Experts available to discuss confirmation of new Office of Science and Technology Policy director

The Baker Institute for Public Policy

HOUSTON – (Sept. 22, 2022) – Experts from Rice University’s Baker Institute for Public Policy are available to speak on the confirmation of the new Office of Science and Technology Policy (OSTP) director, Arati Prabhakar.

The experts have authored academic articles on the OSTP and provided advice to the White House regarding the country’s scientific research and development budget and the structure and policies of the OSTP.

· Neal Lane, senior fellow in science and technology policy at the Baker Institute, was the director of the OSTP under President Bill Clinton from 1998 to 2001. He also served as director of the National Science Foundation (NSF) and a member (ex officio) of the National Science Board from October 1993 to August 1998. Before his post with the NSF, Lane was provost and professor of physics at Rice, a position he had held since 1986.

“I am enthusiastic about Arati Prabhakar’s selection as President Biden’s science and technology adviser,” Lane said. “I had the great pleasure of working with Arati when she was director of NIST and I was director of NSF. Her deep appreciation of the value of science combined with an extraordinarily successful career in government and industry and her well-honed personal skills make her ideally qualified for this vitally important service to the nation."

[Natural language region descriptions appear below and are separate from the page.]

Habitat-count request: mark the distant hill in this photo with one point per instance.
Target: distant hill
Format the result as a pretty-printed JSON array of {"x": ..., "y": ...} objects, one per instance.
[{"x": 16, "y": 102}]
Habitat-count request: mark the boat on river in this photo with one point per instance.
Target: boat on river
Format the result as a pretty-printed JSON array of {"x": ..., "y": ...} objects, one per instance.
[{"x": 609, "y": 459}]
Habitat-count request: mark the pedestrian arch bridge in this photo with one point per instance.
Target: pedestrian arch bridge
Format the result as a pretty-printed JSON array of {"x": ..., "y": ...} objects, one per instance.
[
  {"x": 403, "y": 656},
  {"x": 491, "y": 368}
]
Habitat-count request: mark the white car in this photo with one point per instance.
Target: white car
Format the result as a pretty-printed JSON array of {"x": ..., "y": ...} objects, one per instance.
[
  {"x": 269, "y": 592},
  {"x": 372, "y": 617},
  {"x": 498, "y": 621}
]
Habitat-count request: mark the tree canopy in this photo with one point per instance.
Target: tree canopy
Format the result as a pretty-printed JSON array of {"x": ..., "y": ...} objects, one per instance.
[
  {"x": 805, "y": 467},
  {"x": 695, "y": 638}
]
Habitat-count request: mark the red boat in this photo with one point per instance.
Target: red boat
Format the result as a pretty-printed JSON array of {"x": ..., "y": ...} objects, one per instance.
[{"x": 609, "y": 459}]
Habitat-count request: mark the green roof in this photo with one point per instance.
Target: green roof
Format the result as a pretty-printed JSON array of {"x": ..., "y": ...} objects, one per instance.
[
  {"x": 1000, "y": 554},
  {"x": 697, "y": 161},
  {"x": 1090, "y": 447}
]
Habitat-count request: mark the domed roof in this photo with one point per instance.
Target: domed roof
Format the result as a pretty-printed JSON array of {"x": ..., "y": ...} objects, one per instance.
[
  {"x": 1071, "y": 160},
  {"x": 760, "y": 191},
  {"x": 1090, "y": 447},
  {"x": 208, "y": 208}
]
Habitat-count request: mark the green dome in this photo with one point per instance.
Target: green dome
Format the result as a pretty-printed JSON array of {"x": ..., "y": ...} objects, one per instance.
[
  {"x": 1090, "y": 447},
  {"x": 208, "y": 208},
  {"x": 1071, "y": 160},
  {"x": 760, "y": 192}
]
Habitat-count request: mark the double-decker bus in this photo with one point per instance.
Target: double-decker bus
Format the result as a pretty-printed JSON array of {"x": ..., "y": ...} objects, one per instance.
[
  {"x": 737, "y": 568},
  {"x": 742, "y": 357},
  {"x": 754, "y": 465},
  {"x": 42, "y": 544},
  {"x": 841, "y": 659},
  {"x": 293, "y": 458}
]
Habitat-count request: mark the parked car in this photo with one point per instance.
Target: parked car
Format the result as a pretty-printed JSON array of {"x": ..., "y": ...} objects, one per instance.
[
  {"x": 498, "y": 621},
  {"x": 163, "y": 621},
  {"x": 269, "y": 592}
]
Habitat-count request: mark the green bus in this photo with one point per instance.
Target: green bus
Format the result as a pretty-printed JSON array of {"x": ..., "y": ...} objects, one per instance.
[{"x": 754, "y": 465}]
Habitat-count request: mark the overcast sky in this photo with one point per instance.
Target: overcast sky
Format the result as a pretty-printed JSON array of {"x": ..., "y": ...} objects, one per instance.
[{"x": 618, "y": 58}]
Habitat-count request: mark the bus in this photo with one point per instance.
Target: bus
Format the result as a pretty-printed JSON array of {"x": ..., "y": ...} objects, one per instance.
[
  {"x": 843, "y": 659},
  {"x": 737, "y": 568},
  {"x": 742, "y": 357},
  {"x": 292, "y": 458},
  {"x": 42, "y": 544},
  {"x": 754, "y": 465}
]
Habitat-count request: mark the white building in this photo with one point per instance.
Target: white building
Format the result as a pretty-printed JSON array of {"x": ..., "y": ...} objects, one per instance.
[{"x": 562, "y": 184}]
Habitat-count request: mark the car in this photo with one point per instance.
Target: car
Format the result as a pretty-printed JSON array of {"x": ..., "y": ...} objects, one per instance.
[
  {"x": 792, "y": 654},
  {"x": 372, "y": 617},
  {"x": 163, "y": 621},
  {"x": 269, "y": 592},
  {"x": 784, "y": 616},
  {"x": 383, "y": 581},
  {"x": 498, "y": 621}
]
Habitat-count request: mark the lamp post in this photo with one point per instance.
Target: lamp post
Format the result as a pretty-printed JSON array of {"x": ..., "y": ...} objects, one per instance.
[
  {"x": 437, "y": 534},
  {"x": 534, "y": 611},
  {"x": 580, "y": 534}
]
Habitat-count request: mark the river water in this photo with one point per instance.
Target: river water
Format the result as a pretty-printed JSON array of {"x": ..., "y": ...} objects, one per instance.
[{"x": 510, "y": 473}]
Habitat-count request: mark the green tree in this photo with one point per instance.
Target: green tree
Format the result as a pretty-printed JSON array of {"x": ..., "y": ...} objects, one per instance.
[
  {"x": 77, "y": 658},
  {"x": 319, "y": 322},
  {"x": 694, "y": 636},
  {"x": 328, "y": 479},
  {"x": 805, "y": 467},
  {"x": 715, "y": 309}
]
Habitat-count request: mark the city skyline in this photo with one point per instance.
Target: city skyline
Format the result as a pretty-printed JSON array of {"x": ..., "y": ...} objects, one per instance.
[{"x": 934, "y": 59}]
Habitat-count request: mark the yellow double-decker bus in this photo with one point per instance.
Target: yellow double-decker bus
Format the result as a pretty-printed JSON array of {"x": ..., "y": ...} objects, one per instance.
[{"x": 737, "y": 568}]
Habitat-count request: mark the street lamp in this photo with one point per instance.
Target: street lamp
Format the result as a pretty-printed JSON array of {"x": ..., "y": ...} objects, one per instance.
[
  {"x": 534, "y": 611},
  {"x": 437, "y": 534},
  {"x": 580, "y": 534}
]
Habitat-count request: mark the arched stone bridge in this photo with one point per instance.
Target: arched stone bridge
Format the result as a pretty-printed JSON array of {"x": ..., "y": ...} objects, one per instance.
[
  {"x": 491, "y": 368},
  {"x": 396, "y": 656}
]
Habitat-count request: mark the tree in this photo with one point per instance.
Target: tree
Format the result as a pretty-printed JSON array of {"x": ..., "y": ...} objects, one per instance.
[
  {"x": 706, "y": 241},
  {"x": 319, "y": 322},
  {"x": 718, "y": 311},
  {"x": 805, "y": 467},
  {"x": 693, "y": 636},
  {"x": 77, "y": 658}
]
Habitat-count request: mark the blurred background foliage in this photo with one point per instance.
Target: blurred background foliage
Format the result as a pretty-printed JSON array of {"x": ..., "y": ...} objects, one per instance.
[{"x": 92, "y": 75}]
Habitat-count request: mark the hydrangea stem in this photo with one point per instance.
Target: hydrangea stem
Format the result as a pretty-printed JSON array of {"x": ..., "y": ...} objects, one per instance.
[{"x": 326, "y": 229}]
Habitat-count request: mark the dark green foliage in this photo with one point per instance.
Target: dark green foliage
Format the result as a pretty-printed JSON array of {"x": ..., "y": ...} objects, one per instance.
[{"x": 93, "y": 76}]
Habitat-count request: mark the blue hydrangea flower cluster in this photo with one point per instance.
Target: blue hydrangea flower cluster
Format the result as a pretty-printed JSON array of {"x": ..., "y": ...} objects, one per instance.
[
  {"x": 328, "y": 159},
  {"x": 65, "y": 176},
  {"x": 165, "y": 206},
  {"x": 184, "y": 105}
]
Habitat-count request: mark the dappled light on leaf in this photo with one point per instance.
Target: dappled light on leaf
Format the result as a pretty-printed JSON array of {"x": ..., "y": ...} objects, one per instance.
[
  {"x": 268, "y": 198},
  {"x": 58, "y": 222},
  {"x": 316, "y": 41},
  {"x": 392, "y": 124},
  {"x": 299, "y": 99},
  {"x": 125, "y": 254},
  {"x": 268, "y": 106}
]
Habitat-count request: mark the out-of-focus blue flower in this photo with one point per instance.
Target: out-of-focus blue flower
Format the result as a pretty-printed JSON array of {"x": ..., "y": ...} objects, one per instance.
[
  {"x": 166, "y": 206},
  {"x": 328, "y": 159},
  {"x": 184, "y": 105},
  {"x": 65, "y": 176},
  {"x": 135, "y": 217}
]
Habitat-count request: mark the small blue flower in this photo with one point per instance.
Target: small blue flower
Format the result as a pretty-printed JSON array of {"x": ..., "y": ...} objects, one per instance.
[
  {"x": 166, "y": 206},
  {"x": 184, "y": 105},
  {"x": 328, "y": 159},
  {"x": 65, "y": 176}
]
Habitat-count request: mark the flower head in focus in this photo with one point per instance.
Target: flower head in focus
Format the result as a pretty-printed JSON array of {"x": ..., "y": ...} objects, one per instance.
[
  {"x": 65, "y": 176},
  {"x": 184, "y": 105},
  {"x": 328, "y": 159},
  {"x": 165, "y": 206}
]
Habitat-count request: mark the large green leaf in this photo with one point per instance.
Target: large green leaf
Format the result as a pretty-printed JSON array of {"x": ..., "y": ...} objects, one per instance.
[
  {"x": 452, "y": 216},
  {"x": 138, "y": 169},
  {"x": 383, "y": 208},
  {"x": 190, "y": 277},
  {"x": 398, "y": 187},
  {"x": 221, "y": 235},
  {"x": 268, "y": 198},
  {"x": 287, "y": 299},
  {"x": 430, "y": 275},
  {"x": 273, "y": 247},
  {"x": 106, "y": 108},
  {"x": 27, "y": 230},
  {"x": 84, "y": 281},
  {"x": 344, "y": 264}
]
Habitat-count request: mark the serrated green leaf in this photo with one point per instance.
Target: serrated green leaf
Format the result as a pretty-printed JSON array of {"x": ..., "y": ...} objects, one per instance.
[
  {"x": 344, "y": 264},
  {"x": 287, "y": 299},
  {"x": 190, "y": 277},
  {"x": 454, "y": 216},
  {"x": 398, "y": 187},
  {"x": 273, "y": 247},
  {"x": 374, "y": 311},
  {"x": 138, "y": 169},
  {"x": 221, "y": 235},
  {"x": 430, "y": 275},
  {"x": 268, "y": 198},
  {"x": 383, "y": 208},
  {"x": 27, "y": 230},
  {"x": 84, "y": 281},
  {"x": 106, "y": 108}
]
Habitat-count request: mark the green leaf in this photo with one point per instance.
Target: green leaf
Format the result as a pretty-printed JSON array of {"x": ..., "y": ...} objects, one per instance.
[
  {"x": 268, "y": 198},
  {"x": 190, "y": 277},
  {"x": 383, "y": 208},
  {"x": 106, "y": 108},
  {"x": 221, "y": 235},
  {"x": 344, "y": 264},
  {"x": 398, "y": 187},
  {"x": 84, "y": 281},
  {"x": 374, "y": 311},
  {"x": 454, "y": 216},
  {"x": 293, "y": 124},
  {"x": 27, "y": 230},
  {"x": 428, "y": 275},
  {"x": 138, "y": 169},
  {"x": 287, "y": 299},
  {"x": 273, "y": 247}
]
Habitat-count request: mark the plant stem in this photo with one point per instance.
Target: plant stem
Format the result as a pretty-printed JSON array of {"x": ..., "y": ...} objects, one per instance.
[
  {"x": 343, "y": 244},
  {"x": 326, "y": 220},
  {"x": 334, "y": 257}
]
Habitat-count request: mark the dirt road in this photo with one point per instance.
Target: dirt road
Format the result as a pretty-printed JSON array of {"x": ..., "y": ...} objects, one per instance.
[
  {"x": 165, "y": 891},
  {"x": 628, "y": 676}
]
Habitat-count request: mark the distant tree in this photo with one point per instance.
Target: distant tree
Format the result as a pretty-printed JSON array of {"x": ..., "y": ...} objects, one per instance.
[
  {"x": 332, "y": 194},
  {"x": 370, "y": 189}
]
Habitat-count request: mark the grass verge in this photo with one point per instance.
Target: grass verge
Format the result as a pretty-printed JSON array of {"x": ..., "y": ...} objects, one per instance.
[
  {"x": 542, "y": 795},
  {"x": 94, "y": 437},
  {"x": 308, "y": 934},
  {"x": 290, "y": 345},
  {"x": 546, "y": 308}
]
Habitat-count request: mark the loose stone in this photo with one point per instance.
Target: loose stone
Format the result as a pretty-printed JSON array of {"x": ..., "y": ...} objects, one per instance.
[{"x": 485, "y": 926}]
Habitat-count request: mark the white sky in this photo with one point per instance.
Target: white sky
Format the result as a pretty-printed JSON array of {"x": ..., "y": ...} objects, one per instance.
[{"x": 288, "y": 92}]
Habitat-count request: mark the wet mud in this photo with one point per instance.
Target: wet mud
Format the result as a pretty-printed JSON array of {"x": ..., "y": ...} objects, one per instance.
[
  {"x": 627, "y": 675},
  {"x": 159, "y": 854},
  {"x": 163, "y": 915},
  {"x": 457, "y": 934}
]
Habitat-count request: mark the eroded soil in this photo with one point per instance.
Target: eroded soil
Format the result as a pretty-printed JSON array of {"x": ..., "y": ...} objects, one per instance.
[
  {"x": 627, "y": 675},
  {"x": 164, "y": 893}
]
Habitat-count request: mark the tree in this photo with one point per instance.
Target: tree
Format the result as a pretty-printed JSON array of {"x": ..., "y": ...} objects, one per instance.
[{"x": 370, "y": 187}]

· Kirstin Matthews, fellow in science and technology policy, studies biomedical research policy. In addition, she is conducting oral histories and collecting materials for the first dynamic digital archive of the OSTP and the President’s Council of Advisors on Science and Technology (PCAST) through an NSF grant (NSF#1854055).

“It’s exciting to have the first woman in the position as the director of OSTP as well as the first immigrant and person of color to hold the position,” Matthews said. “Dr. Prabhakar represents what science looks like.”

· Kenny Evans, scholar in science and technology policy, has co-authored several major policy reports on the role of scientific advisers to the president, including the President’s Council of Advisors on Science and Technology (PCAST). He has published and lectured on other science-related policy issues, including federal funding for research and development, international scientific collaboration and nanotechnology policy. He is working with Matthews on the digital archive of OSTP and PCAST materials.

“Dr. Prabhakar’s confirmation as science adviser could not have arrived any sooner,” Evans said. “OSTP stands to benefit immediately from her decades of experience in scientific administration and track record of steady leadership. With her experience as director of DARPA, I look forward to see how she advances a number of President Biden’s ‘high-risk, high-reward’ science initiatives — ARPH-H, the cancer moonshot and the implementation of the CHIPS Act — as both a member of the president’s cabinet and co-chair of the President’s Council of Advisors on Science and Technology.”